Saturday, 28 November 2015

Buzzard Controls

I was interested this week to read in the Shooting Times, that after a four year legal battle, the High Court have granted a gamekeeper the right to control buzzards in order to stop them causing a high degree of predation of his pheasant poults.
His initial application four years ago to Natural England for a licence to carry out controls (live-trapping) was turned down and with financial support from the National Gamekeepers Organisation, he has been fighting that decision ever since. In overturning NE's refusal of a licence the High Court concluded that NE has taken public opinion into account, which was unlawful when judging a wildlife licence application. This was despite NE's experts accepting that the buzzards were heavily predating the pheasants and that every effort had been made to dissuade them from doing so.
One has to hope that by being found guilty of taking an unlawful approach to a licence application that NE haven't now left us with the possibility of a flood of similar applications from numerous game shooting interests - to protect birds that are simply bred by the millions to be shot!

Moving on and this morning at dawn (06.30) I was on the reserve in near freezing conditions to enjoy watching the dawn sky light up and to see if any wildfowlers were about.

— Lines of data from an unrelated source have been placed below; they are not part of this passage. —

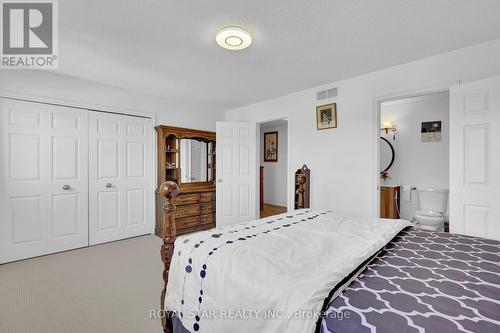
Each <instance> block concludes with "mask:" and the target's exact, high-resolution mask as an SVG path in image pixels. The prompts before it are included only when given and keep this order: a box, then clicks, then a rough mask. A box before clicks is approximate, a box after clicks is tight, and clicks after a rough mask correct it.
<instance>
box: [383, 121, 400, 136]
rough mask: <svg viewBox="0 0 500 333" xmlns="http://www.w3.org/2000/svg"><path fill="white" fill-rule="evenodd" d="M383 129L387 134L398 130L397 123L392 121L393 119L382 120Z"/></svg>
mask: <svg viewBox="0 0 500 333" xmlns="http://www.w3.org/2000/svg"><path fill="white" fill-rule="evenodd" d="M380 130H381V131H385V134H388V133H389V131H391V132H396V131H397V129H396V125H394V124H393V123H392V121H384V122H382V126H381V127H380Z"/></svg>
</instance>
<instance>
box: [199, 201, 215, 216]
mask: <svg viewBox="0 0 500 333" xmlns="http://www.w3.org/2000/svg"><path fill="white" fill-rule="evenodd" d="M213 212H215V202H207V203H203V204H200V213H201V214H208V213H213Z"/></svg>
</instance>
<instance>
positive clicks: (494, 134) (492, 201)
mask: <svg viewBox="0 0 500 333" xmlns="http://www.w3.org/2000/svg"><path fill="white" fill-rule="evenodd" d="M450 102H451V104H450V106H451V108H450V128H451V131H450V134H451V135H450V161H451V163H452V165H453V167H452V168H451V169H450V231H451V232H454V233H460V234H466V235H471V236H479V237H485V238H492V239H500V175H499V173H498V170H499V169H500V77H494V78H490V79H486V80H481V81H475V82H469V83H465V84H461V85H457V86H454V87H452V88H451V89H450Z"/></svg>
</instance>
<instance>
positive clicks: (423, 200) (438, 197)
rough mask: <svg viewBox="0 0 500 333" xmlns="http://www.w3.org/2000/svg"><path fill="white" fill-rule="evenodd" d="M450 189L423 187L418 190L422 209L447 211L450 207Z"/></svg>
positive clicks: (432, 210) (418, 195)
mask: <svg viewBox="0 0 500 333" xmlns="http://www.w3.org/2000/svg"><path fill="white" fill-rule="evenodd" d="M448 193H449V191H448V190H445V189H434V188H428V189H422V190H418V206H419V208H420V210H425V211H429V212H438V213H444V212H446V208H447V207H448Z"/></svg>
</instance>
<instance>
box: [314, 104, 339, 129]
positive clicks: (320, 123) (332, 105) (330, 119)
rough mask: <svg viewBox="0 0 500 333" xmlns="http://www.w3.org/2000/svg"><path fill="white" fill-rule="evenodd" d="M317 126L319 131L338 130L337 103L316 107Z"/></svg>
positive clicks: (320, 105)
mask: <svg viewBox="0 0 500 333" xmlns="http://www.w3.org/2000/svg"><path fill="white" fill-rule="evenodd" d="M316 126H317V128H318V129H319V130H320V129H327V128H337V103H331V104H326V105H320V106H317V107H316Z"/></svg>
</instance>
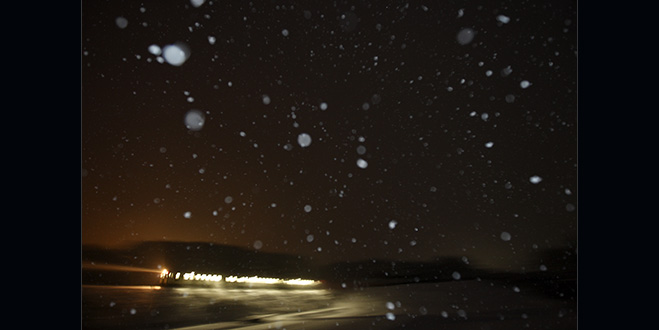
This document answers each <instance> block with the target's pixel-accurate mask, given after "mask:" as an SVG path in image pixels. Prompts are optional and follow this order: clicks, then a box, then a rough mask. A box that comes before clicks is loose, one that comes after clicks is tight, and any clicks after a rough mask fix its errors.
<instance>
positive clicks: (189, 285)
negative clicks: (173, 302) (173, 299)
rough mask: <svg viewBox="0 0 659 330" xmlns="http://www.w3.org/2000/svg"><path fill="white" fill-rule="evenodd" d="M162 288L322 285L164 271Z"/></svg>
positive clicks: (280, 280) (160, 281)
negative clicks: (192, 286) (182, 287)
mask: <svg viewBox="0 0 659 330" xmlns="http://www.w3.org/2000/svg"><path fill="white" fill-rule="evenodd" d="M159 278H160V281H159V283H160V285H161V286H210V287H221V286H231V287H233V286H236V287H250V288H251V287H277V288H309V287H314V286H317V285H320V284H321V282H320V281H315V280H305V279H301V278H296V279H281V278H273V277H259V276H241V277H238V276H223V275H219V274H197V273H195V272H189V273H181V272H170V271H169V270H167V269H164V270H163V271H162V272H161V273H160V276H159Z"/></svg>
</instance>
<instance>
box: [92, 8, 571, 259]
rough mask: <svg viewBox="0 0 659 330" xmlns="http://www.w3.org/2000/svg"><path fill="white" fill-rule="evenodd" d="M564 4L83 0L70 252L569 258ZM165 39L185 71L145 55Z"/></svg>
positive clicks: (345, 256) (181, 67)
mask: <svg viewBox="0 0 659 330" xmlns="http://www.w3.org/2000/svg"><path fill="white" fill-rule="evenodd" d="M576 12H577V5H576V1H552V2H547V3H545V2H534V1H525V2H520V1H471V2H462V1H427V2H420V1H403V2H397V1H395V2H394V1H382V2H376V1H373V2H369V1H315V2H306V1H267V2H266V1H263V2H261V1H252V2H249V1H206V2H204V3H203V4H201V5H200V6H198V7H196V6H194V5H193V4H192V3H191V2H190V0H168V1H161V0H157V1H156V0H147V1H118V0H112V1H99V0H89V1H83V2H82V8H81V52H82V53H81V70H82V71H81V87H82V91H81V108H82V109H81V110H82V111H81V113H82V118H81V121H82V126H81V139H82V140H81V146H82V150H81V158H82V159H81V160H82V169H81V170H82V171H81V175H82V177H81V189H82V199H81V206H82V223H81V236H82V237H81V239H82V243H83V244H97V245H105V246H118V245H122V244H125V243H131V242H139V241H161V240H164V241H200V242H213V243H217V244H228V245H234V246H240V247H244V248H249V249H257V250H261V251H267V252H281V253H293V254H301V255H306V256H313V258H315V259H316V260H321V261H326V262H333V261H342V260H358V259H369V258H377V259H392V260H427V259H431V258H434V257H438V256H467V257H469V258H470V259H472V260H476V261H478V262H480V263H481V264H484V265H488V266H491V267H502V268H503V267H513V268H514V267H518V266H519V265H522V264H524V263H525V262H526V260H527V259H528V258H529V257H530V256H531V255H532V254H533V253H534V251H539V250H543V249H549V248H556V247H561V246H567V245H569V244H570V245H572V246H576V239H577V172H578V168H577V14H576ZM172 44H174V45H178V46H180V47H182V48H184V49H187V52H188V54H189V56H188V57H187V59H186V60H185V62H183V63H182V64H180V65H174V64H172V63H173V62H171V61H170V60H168V59H165V58H164V54H160V55H156V54H158V52H156V51H154V52H151V50H150V46H152V45H156V46H158V48H160V50H161V51H163V50H165V49H166V48H165V46H167V45H172ZM172 49H174V50H178V48H172ZM154 53H155V54H154ZM195 114H196V116H195ZM186 118H187V119H192V121H189V122H186ZM199 118H202V119H203V122H200V121H199V120H198V119H199ZM304 134H306V135H308V137H310V141H311V143H310V144H308V140H306V139H305V138H303V137H305V135H304ZM307 144H308V145H307Z"/></svg>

The answer to the latter was none but below you can see the dawn sky over at the mainland just beginning to brighten as I arrived.

 Once brightness had arrived I took this photo across the reserve's saltings, out towards The Swale and the background mainland.

Here the wind pump that keeps one corner of the reserve well waterlogged is silhouetted against the first appearance of the rising sun.

And with the sun behind me you can just see the full moon fast fading away above the middle bush.

The flat marsh looking back south west towards the wind pump.

And eastwards to the sea wall hide - a pretty exposed and tree-less habitat that I walk every day, no shelter here when the bitter winds blow.

The reserve's barn being warmed by the first rays of the dawn sunshine, with the dogs heading back towards my car.

 A reserve track heading east.

 Farmland behind the reserve - Elliotts Farm.

 With ditches winding there away for long distances across the marsh, short cuts are necessary, one of several is shown below. Crossing these when the ditch water has covered them by several inches can be tricky!

 Finally, my little pest controller Ellie, insisted on getting in on the photo call.


  1. What a beautiful morning, Derek! This time of year, our sunrise is around 6:00 with sunset around 5:20, not quite 11.5 hours of daylight.
    So if the buzzards are live-trapped, where will they be released?
    Sweet shot of Ellie in the morning sun.

  2. Wilma, our sunrise is currently about 7.30 and sunset about 4.00 and temps. far below yours I imagine.
    Presumably Wilma, the birds will be taken many miles away and released but it seems a dubious scenario and who, independent of the gamekeeper, would verify that fact every time one is caught. The birds being "controlled" in a more permanent way is a more likely outcome.

  3. It's a long and sorry story about the Buzzard control license Derek, one I had been following for a long time. I just cant be bothered with it all anymore, I surrender to the shooting fraternity, they can do what they want, they hold all the trump cards. I'll keep enjoying what i see while I can.